Lettre ouverte de Nathalie Bassire, députée de La Réunion, au Président de l’Association des Maires de La Réunion

Ecrit par NP – le mardi 07 décembre 2021 à 07H59

C’est avec un vif intérêt que j’ai pris connaissance de votre courrier daté du 5 novembre 2021, relatif à une demande de réforme de la CDPENAF, et je vous remercie de me solliciter à ce sujet dans le cadre des discussions sur le projet de loi « 3DS ».

Je connais votre combat en faveur de l’agriculture réunionnaise, notamment en termes de protection des terres agricoles et d’autosuffisance alimentaire, en vos qualités de maire d’une commune rurale et de vice-président du Département de La Réunion délégué à l’agriculture, et je partage ces objectifs essentiels que vous défendez avec brio et sérieux.

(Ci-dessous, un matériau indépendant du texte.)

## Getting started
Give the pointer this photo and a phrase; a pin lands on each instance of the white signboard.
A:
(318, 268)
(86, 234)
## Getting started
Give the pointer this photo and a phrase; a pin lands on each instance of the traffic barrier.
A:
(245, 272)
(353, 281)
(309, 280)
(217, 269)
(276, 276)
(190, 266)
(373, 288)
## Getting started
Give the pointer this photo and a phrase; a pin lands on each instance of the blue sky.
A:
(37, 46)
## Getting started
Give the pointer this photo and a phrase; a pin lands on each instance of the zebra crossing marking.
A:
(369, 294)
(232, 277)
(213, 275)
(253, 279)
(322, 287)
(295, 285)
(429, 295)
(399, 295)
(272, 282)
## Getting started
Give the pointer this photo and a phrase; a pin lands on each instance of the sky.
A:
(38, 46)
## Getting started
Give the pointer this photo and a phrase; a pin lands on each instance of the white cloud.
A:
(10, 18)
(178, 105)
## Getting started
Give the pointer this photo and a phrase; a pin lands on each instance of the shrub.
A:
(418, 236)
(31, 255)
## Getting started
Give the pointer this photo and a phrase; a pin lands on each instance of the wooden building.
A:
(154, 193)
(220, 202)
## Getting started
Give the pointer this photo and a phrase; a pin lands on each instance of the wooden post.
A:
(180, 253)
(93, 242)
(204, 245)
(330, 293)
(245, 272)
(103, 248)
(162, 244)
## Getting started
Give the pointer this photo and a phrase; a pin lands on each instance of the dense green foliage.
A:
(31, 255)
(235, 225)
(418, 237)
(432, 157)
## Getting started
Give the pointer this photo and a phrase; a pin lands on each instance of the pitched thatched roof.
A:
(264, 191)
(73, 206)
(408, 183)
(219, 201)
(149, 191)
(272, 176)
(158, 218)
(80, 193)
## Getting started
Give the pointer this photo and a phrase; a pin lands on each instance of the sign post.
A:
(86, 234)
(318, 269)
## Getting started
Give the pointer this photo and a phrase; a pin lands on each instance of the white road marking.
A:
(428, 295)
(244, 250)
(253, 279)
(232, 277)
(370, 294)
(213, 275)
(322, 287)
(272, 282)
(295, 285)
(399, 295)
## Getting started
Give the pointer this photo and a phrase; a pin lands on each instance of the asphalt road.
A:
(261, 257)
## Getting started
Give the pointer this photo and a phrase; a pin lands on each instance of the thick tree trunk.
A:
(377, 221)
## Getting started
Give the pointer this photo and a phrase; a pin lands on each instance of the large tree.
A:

Permettez-moi, au préalable, en ma qualité de parlementaire, de vous rappeler que la CDPENAF rend dans les 5 départements d’outre-mer un avis « conforme » en vertu de l’article L.181-12 du Code rural et de la pêche maritime. Ces dispositions, vous ne l’ignorez pas, ont été introduites par l’ordonnance n°2016-391 du 31 mars 2016 recodifiant les dispositions relatives à l’outre-mer du code rural et de la pêche maritime, prise sur le fondement de la loi n°2014-1170 du 13 octobre 2014 d’avenir pour l’agriculture, l’alimentation et la forêt, et en particulier son article 88 autorisant le gouvernement à légiférer par ordonnance en vue notamment « d’adapter, le cas échéant, ces dispositions à l’évolution des caractéristiques et contraintes particulières aux collectivités régies par l’article 73 de la Constitution ».
Cette loi de 2014 a notamment pour finalités (article 1er) « d’assurer à la population l’accès à une alimentation sûre, saine, diversifiée, de bonne qualité et en quantité suffisante, produite dans des conditions économiquement et socialement acceptables par tous, favorisant l’emploi, la protection de l’environnement et des paysages et contribuant à l’atténuation et à l’adaptation aux effets du changement climatique », mais également « de protéger et de valoriser les terres agricoles ».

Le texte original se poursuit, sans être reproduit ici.